Former Kellogg doctoral student Marlene Daut ‘09 recently had her book Awakening the Ashes: An Intellectual History of the Haitian Revolution (The University of North Carolina Press) selected as a finalist for the Frederick Douglass Book Prize.
The Frederick Douglass Book prize awards $25,000 to one outstanding non-fiction book published on the subject of slavery, resistance, or abolition. This prize is awarded by Gilder Lehrman Center for the Study of Slavery, Resistance, and Abolition at Yale University.

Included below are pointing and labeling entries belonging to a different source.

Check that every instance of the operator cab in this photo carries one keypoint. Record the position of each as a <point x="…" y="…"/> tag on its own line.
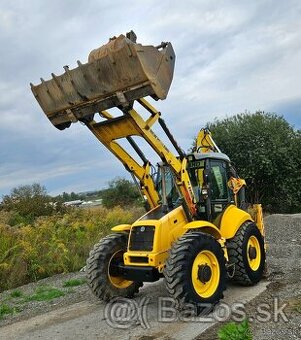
<point x="209" y="175"/>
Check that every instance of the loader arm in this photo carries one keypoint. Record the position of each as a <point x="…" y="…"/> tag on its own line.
<point x="130" y="124"/>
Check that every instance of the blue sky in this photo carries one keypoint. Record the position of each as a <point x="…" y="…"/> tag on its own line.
<point x="232" y="56"/>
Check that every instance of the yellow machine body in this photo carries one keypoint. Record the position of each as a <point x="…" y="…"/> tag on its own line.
<point x="121" y="74"/>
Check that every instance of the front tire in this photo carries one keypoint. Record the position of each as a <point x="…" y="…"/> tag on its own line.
<point x="247" y="254"/>
<point x="103" y="283"/>
<point x="195" y="271"/>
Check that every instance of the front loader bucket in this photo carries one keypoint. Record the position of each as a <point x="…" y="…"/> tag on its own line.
<point x="116" y="74"/>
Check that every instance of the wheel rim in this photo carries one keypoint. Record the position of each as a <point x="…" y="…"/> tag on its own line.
<point x="205" y="274"/>
<point x="118" y="281"/>
<point x="253" y="253"/>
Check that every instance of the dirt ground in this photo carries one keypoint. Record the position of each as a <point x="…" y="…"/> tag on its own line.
<point x="275" y="314"/>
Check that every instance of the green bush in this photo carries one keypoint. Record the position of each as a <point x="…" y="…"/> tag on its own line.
<point x="235" y="331"/>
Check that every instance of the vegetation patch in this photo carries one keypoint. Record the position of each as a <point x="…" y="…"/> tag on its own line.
<point x="5" y="309"/>
<point x="54" y="244"/>
<point x="235" y="331"/>
<point x="74" y="282"/>
<point x="16" y="293"/>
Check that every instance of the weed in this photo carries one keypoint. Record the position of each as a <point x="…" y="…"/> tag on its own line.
<point x="74" y="282"/>
<point x="54" y="244"/>
<point x="235" y="331"/>
<point x="16" y="293"/>
<point x="5" y="309"/>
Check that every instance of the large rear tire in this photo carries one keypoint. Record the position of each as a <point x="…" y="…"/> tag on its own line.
<point x="247" y="255"/>
<point x="101" y="281"/>
<point x="195" y="271"/>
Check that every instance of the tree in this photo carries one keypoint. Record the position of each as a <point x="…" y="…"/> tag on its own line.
<point x="265" y="149"/>
<point x="120" y="192"/>
<point x="28" y="202"/>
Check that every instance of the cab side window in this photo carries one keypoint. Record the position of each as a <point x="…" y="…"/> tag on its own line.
<point x="218" y="181"/>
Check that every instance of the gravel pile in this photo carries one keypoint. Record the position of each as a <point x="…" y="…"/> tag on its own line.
<point x="283" y="237"/>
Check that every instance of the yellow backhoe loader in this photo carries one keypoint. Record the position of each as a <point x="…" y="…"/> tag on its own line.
<point x="199" y="230"/>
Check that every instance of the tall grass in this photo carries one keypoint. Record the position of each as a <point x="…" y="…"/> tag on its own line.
<point x="54" y="244"/>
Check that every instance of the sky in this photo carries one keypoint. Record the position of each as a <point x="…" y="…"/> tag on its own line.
<point x="231" y="57"/>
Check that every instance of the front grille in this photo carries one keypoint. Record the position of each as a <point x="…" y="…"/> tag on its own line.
<point x="142" y="238"/>
<point x="138" y="259"/>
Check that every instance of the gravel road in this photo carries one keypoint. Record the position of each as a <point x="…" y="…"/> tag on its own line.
<point x="77" y="313"/>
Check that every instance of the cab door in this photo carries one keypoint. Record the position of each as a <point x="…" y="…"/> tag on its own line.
<point x="220" y="194"/>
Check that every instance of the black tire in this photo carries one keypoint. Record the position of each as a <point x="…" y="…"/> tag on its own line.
<point x="98" y="268"/>
<point x="179" y="270"/>
<point x="240" y="270"/>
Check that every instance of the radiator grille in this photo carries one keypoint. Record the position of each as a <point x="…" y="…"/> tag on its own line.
<point x="142" y="238"/>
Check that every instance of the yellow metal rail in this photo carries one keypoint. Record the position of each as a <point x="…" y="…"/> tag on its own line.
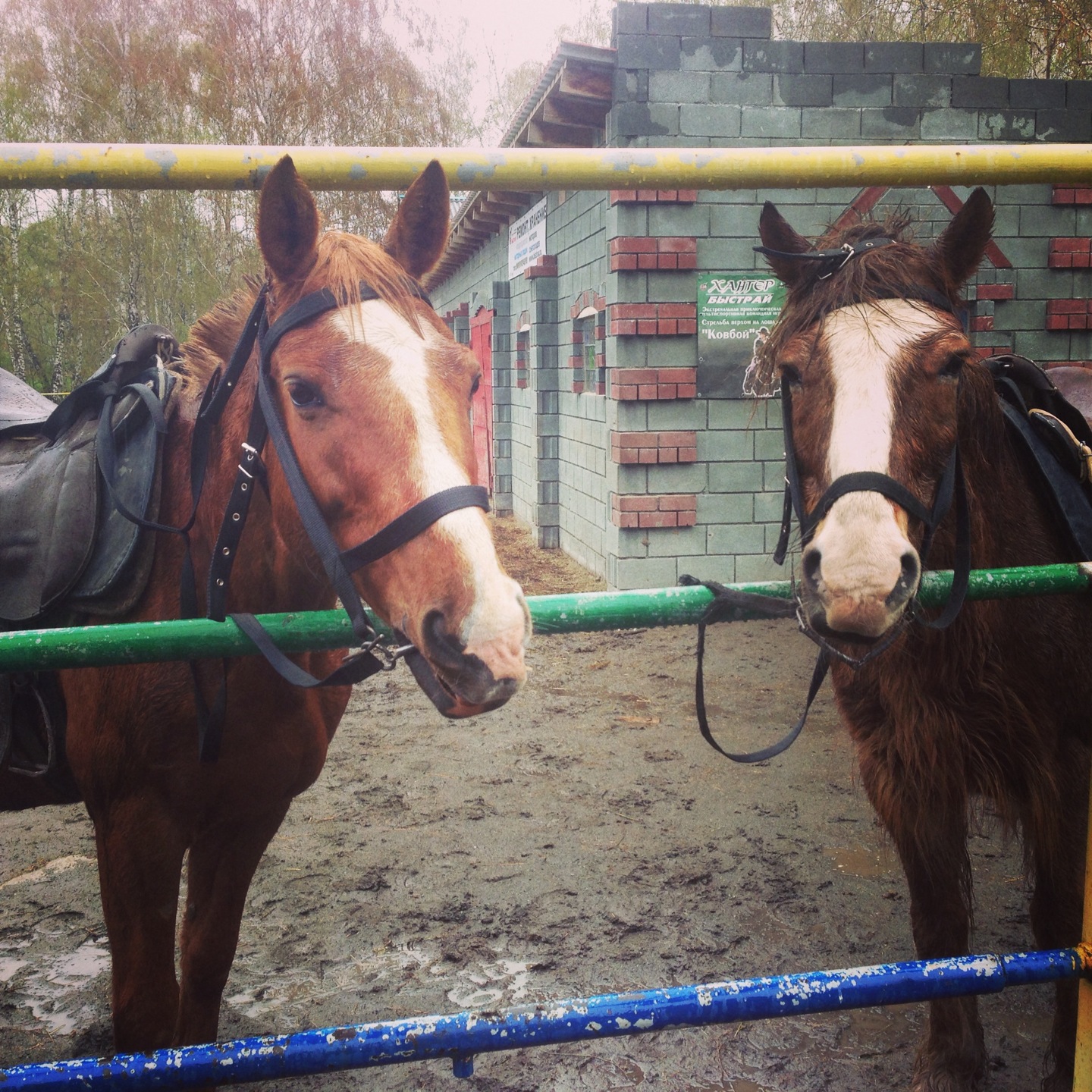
<point x="237" y="168"/>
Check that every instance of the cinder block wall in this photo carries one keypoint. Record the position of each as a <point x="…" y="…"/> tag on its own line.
<point x="647" y="481"/>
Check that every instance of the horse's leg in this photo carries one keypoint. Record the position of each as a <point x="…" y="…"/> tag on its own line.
<point x="222" y="863"/>
<point x="1055" y="848"/>
<point x="140" y="864"/>
<point x="930" y="831"/>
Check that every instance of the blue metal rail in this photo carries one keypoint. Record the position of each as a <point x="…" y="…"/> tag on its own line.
<point x="462" y="1035"/>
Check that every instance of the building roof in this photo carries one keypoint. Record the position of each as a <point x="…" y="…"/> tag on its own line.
<point x="568" y="108"/>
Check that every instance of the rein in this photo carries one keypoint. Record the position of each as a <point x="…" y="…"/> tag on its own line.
<point x="951" y="486"/>
<point x="265" y="423"/>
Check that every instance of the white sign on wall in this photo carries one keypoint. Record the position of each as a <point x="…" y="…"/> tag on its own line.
<point x="526" y="240"/>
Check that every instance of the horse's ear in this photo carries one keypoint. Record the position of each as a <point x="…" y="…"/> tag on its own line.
<point x="962" y="243"/>
<point x="287" y="223"/>
<point x="777" y="234"/>
<point x="419" y="233"/>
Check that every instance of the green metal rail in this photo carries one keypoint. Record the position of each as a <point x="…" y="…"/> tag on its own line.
<point x="146" y="642"/>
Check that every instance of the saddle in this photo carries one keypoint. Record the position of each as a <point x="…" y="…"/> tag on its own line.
<point x="1055" y="435"/>
<point x="74" y="476"/>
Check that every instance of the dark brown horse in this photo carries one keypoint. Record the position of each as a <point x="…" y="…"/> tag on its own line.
<point x="375" y="399"/>
<point x="883" y="381"/>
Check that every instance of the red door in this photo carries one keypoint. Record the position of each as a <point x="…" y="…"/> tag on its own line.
<point x="482" y="403"/>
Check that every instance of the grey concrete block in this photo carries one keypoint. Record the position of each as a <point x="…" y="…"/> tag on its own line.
<point x="893" y="57"/>
<point x="678" y="19"/>
<point x="1041" y="345"/>
<point x="742" y="89"/>
<point x="643" y="119"/>
<point x="1047" y="220"/>
<point x="803" y="91"/>
<point x="1069" y="126"/>
<point x="732" y="446"/>
<point x="1020" y="315"/>
<point x="754" y="568"/>
<point x="678" y="86"/>
<point x="1079" y="94"/>
<point x="772" y="56"/>
<point x="1037" y="94"/>
<point x="829" y="57"/>
<point x="896" y="123"/>
<point x="735" y="478"/>
<point x="632" y="86"/>
<point x="830" y="123"/>
<point x="863" y="89"/>
<point x="924" y="89"/>
<point x="705" y="121"/>
<point x="981" y="92"/>
<point x="949" y="124"/>
<point x="768" y="121"/>
<point x="712" y="55"/>
<point x="1007" y="126"/>
<point x="957" y="58"/>
<point x="742" y="22"/>
<point x="630" y="17"/>
<point x="645" y="573"/>
<point x="649" y="50"/>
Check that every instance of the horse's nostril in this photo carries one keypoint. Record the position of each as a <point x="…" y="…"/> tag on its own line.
<point x="911" y="570"/>
<point x="444" y="650"/>
<point x="811" y="565"/>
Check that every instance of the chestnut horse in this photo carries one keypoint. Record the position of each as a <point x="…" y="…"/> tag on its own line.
<point x="375" y="399"/>
<point x="883" y="381"/>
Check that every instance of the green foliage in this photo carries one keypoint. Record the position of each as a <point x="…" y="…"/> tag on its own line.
<point x="1020" y="39"/>
<point x="80" y="268"/>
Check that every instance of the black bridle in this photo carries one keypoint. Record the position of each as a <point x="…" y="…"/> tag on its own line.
<point x="950" y="487"/>
<point x="339" y="565"/>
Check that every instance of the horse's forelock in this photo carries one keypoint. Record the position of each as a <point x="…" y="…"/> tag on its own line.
<point x="886" y="273"/>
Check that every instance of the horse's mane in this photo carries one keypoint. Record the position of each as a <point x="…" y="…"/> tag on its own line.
<point x="344" y="261"/>
<point x="880" y="275"/>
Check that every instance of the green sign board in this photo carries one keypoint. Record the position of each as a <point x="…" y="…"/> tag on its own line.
<point x="735" y="312"/>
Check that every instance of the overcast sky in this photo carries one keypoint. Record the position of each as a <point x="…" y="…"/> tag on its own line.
<point x="511" y="31"/>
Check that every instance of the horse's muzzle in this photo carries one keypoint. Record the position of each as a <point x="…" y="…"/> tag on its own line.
<point x="464" y="684"/>
<point x="861" y="610"/>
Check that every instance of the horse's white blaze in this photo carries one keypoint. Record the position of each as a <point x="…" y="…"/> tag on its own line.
<point x="861" y="541"/>
<point x="496" y="627"/>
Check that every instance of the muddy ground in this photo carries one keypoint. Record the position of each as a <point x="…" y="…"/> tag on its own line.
<point x="582" y="840"/>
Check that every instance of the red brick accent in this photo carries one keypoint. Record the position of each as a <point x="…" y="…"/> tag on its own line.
<point x="1072" y="195"/>
<point x="653" y="253"/>
<point x="995" y="292"/>
<point x="1069" y="315"/>
<point x="545" y="267"/>
<point x="653" y="196"/>
<point x="633" y="384"/>
<point x="653" y="319"/>
<point x="1072" y="253"/>
<point x="660" y="510"/>
<point x="653" y="447"/>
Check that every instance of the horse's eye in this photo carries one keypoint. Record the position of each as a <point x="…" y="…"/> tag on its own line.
<point x="305" y="396"/>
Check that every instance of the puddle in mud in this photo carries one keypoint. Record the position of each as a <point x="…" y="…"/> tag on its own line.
<point x="863" y="861"/>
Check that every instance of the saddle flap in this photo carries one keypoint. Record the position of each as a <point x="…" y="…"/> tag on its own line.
<point x="49" y="510"/>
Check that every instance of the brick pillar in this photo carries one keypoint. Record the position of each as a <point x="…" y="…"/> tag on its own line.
<point x="546" y="378"/>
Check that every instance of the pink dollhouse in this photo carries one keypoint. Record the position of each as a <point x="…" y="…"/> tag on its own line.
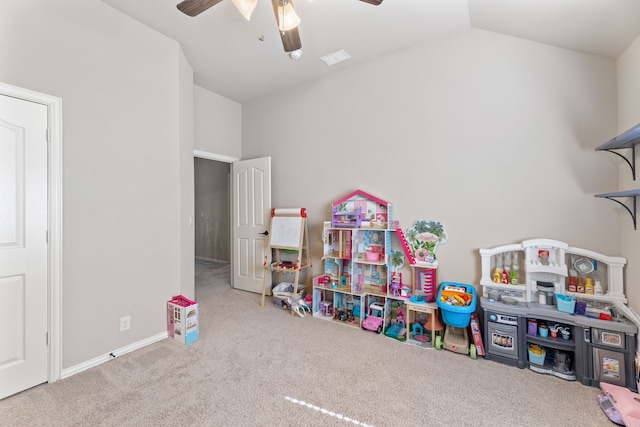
<point x="360" y="209"/>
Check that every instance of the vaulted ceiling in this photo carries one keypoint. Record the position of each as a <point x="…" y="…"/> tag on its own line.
<point x="229" y="57"/>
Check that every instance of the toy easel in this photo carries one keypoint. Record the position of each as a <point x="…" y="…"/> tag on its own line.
<point x="288" y="233"/>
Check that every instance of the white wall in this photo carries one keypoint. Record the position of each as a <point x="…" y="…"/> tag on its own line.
<point x="186" y="253"/>
<point x="218" y="124"/>
<point x="629" y="116"/>
<point x="121" y="86"/>
<point x="492" y="135"/>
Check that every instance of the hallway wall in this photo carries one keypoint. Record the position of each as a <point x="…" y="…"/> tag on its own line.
<point x="212" y="210"/>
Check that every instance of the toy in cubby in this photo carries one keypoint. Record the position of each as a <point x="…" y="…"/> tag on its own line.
<point x="395" y="320"/>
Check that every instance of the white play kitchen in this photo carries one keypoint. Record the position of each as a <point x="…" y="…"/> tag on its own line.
<point x="559" y="310"/>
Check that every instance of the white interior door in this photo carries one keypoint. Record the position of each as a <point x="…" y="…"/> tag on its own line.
<point x="23" y="245"/>
<point x="251" y="213"/>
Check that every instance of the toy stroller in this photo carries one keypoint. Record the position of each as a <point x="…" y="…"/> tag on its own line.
<point x="456" y="301"/>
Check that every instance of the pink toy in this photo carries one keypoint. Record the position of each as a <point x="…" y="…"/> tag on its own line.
<point x="373" y="321"/>
<point x="627" y="404"/>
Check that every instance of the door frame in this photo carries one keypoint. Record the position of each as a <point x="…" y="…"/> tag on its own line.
<point x="54" y="220"/>
<point x="225" y="159"/>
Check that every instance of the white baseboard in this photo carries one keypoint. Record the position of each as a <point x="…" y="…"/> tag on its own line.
<point x="105" y="358"/>
<point x="200" y="258"/>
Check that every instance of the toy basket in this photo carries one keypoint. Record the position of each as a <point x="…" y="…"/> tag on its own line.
<point x="566" y="304"/>
<point x="537" y="359"/>
<point x="457" y="316"/>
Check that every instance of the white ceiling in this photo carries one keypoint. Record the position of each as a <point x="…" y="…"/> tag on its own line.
<point x="229" y="59"/>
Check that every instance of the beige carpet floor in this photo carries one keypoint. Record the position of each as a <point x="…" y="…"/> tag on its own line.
<point x="263" y="367"/>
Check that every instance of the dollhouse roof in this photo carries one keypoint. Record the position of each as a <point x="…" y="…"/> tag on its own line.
<point x="359" y="194"/>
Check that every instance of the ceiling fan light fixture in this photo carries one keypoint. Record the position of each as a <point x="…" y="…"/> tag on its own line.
<point x="289" y="19"/>
<point x="296" y="54"/>
<point x="245" y="7"/>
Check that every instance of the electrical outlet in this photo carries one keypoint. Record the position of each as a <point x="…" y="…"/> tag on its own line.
<point x="125" y="323"/>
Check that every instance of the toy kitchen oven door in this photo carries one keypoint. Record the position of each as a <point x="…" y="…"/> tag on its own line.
<point x="610" y="357"/>
<point x="502" y="338"/>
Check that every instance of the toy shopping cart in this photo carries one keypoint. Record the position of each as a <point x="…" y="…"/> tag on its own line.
<point x="456" y="301"/>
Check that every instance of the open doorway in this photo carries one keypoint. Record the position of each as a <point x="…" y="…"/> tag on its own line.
<point x="212" y="221"/>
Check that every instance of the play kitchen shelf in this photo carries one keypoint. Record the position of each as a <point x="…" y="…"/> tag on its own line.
<point x="554" y="282"/>
<point x="625" y="141"/>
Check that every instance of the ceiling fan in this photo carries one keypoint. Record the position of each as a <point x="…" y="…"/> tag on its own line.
<point x="286" y="17"/>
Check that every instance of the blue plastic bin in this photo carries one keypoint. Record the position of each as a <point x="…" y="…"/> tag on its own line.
<point x="453" y="315"/>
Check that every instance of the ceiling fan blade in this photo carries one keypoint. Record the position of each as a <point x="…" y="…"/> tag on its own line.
<point x="291" y="38"/>
<point x="196" y="7"/>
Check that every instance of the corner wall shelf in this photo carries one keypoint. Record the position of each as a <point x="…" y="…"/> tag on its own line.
<point x="618" y="194"/>
<point x="627" y="139"/>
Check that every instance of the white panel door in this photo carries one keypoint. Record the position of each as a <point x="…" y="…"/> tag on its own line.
<point x="251" y="213"/>
<point x="23" y="245"/>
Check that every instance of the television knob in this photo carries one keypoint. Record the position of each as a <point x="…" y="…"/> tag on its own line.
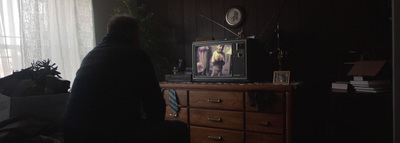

Daut’s book explores the role of Haiti as the first state in the Americas to permanently abolish slavery. While surviving in a hostile surrounding environment, Haitians forged a path for universal freedom, forcing anticolonial, antiracist, and antislavery ideals into the modern political rhetoric. The book shows the ways in which the ideas of Haitian revolutionaries, political thinkers, and pamphleteers moved into the forefront during the Age of Revolution.
During her time with Kellogg, Daut was awarded a Kellogg Institute Graduate Research Grant to study Haitian Creole. Her work on this topic aided in the later writing of her book Tropics of Haiti: Race and the Literary History of the Haitian Revolution in the Atlantic World, 1789–1865. Daut is now a professor of French and African American studies at Yale University.